Как скажет, бывало, такие слова, у меня просто кровушка стынет. Ведь Ромашка Остужев сам-то носил чужие штаны, чужим хлебушком питался, сам себя прокормить не мог, не то что жену. Знамо, ведь само слово говорит - батрак... Эх-хе! вздохнула бабушка и продолжала рассказывать сама себе, не обращая на меня внимания.
– Долго она, непокорная, сидела в девках. Даже люди стали поговаривать мне: что, мол, томишь свою дочку-девка в самом соку. Что мне было говорить, если дочь такая непослушница, если отец вожжами не сумел на ум ее наставить, а я что могла сделать? Так вот и перемалкивала все, а в душе ее очень бранила. И вот Авдотыошка моя стала сохнуть и сохнуть. На глаза людям не показывается, навстречу гостям выходить перестала. Я уж забеспокоилась - не притча ли с ней какаянибудь сотворилась? Однажды вечерком этак захожу к ней в чуланчик, окропить ее святой водичкой, а Авдотьято бух мне в ноги.
"Что хочешь, - байт, - матушка, со мной делай, хоть убей али отрави каким зельем, я согрешила, против твоей воли замуж вышла".
Как сказала она такое, рученьки у меня опустились, язык отнялся, очи затуманились.
"Да где же венчались-то?" - спрашиваю.
А она:
"Нигде, матушка..."
"Отрекись тогда от него, греха ведь на свою душу сколько принимаешь".
"Не могу, - байт, - матушка, теперь мы ребенком связаны".
"Кто же муженек-то?" - спрашиваю я.
А она мне:
"Ромашка Остужев".
Тут уж совсем я чувствие потеряла.

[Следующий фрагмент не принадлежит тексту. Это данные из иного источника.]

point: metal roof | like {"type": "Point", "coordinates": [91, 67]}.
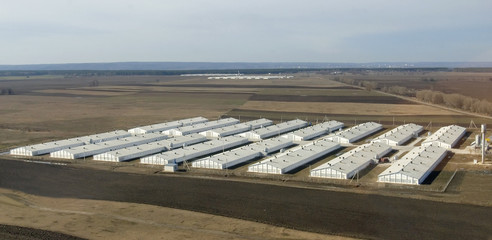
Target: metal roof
{"type": "Point", "coordinates": [159, 127]}
{"type": "Point", "coordinates": [92, 149]}
{"type": "Point", "coordinates": [48, 147]}
{"type": "Point", "coordinates": [352, 161]}
{"type": "Point", "coordinates": [274, 130]}
{"type": "Point", "coordinates": [355, 133]}
{"type": "Point", "coordinates": [243, 154]}
{"type": "Point", "coordinates": [133, 152]}
{"type": "Point", "coordinates": [194, 151]}
{"type": "Point", "coordinates": [314, 131]}
{"type": "Point", "coordinates": [294, 157]}
{"type": "Point", "coordinates": [448, 135]}
{"type": "Point", "coordinates": [200, 127]}
{"type": "Point", "coordinates": [417, 163]}
{"type": "Point", "coordinates": [400, 134]}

Ах, думаю, клятый ты человек, опозорил нас перед всей деревней! Слыхано ли, чтобы невенчанными считаться мужем и женой.
Я уж и не помню, как выбежала из избы, да только очнулась у дома Остужевых. Ну, думаю, пусть греха наберусь, а Ромашке выцарапаю глаза. Захожу этак к ним, спрашиваю Ларивона стал быть, его отца, - где Ромашка. А у самой поджилки трясутся, зубы стучат, как от лихоманки.